Semiotic Cognitive Information Processing (SCIP) systems allow
to study the emergence of sign structures as a self-organizing
process on the basis of combinatorial and selective constraints
universal to all natural languages. Their regularities are
exploited by text analyzing algorithms operating on different
levels which may be interpreted as intermediate (internal)
representations of the semiotic system's states of recursive,
self-similar adaptation to the (external) structures of its
environment as signaled and mediated by the natural language
discourse processed.
2 Computational Semiotics
In terms of the theory of information systems, life may be
understood as the ability to survive by adapting to changing
requirements in the real world. Thus, system faculties like
perception, identification, and interpretation of structures
(external or internal to a system) may be conceived as a form of
dynamic information processing which (natural or
artificial) systems-due to their own structuredness-are able
to perform. In addition to vertical transmission of
system specific (intraneous) experience through
(biogenetically successive) generations, mankind has
complementarily developed horizontal means of mediating
specific and foreign (extraneous) experience to
(biogenetically unrelated) fellow systems within their own or any
later generation. This is made possible by a semiotic move
that allows not only to distinguish processes from
results of experience but also to convert the latter to
knowledge facilitating it to be re-used, modified and improved
in learning. Vehicle and medium of this move are
representations, i.e. complex sign systems which constitute
languages and form structures, like words, phrases,
texts which may be realized in communicative processes, called
actualization.
2.1 Modes of Processing
The basic idea of model construction in terms of
semiotic cognitive information systems is that
their processing is an adequate correlate which couples its
structures to those of their surroundings determining a system's
environment as a collection of structures which that particular
system is able to process in order to survive.
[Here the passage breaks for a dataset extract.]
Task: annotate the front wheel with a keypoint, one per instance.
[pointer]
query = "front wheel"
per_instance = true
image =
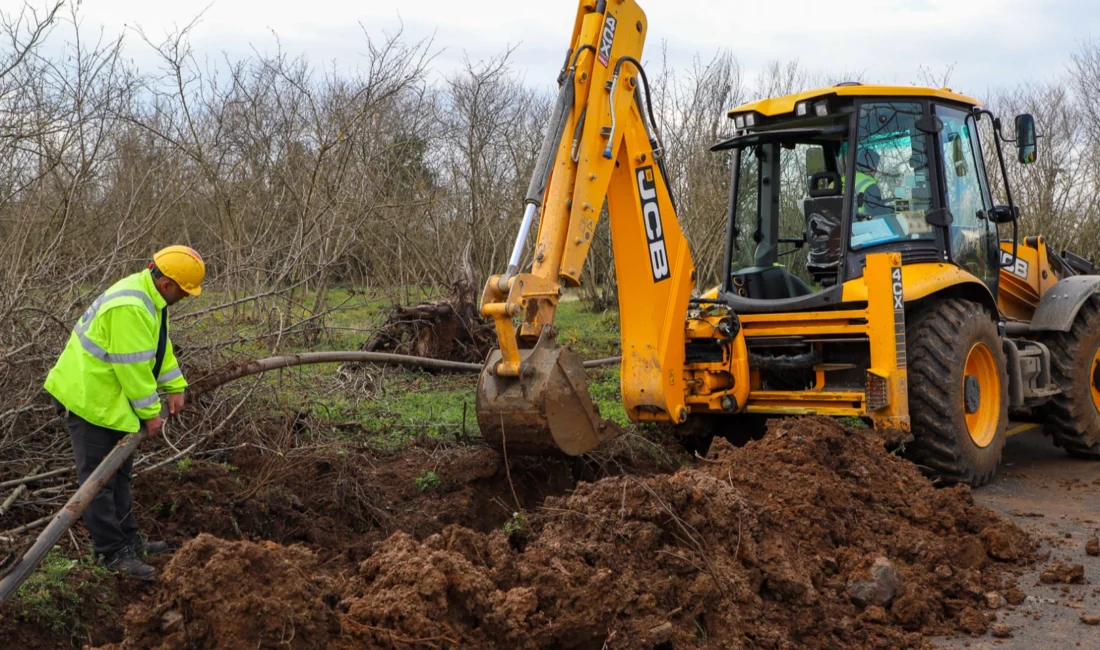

Accepting the
cognitive point-of-view (implying that information processing is
knowledge based), human beings have to be considered very
particular cognitive systems whose outstanding plasticity and
capability to adapt to changing environmental conditions is
essentially tied to their sign and symbol generation,
manipulation, and understanding capabilities which render them
semiotic. The use and understanding of natural languages
in communicative discourse expands their learning potential well
beyond experimental experience into realms of thought experiments
or reasoning whose virtuality may be characterized by the
fact that it dispenses with the identity of space-time coordinates
for systems and their environment which normally prevails for this
relation when qualified to be indexed real. It appears,
that this dispensation of space-time-identity
is not only conditional for the possible distinction of
systems (mutually and relatively independent) from their
environments, but also establishes a notion of
representation which may be specified as exactly that part of a
time-scaled process that can be separated and identified
as its outcome or result in being (or becoming) part of
another time-scale1.
Accordingly, immediate or space-time-identical
system-environments without representational form may well be
distinguished from mediate or space-time-dispensed
system-environments whose particular representational import (
texts) corresponds to their particular bivalent timely status
both, as longer-term material (composed of language signs
and structures functioning and having virtual meaning),
and as shorter-term structure (in need of being
(re)cognized in order to be identifyable.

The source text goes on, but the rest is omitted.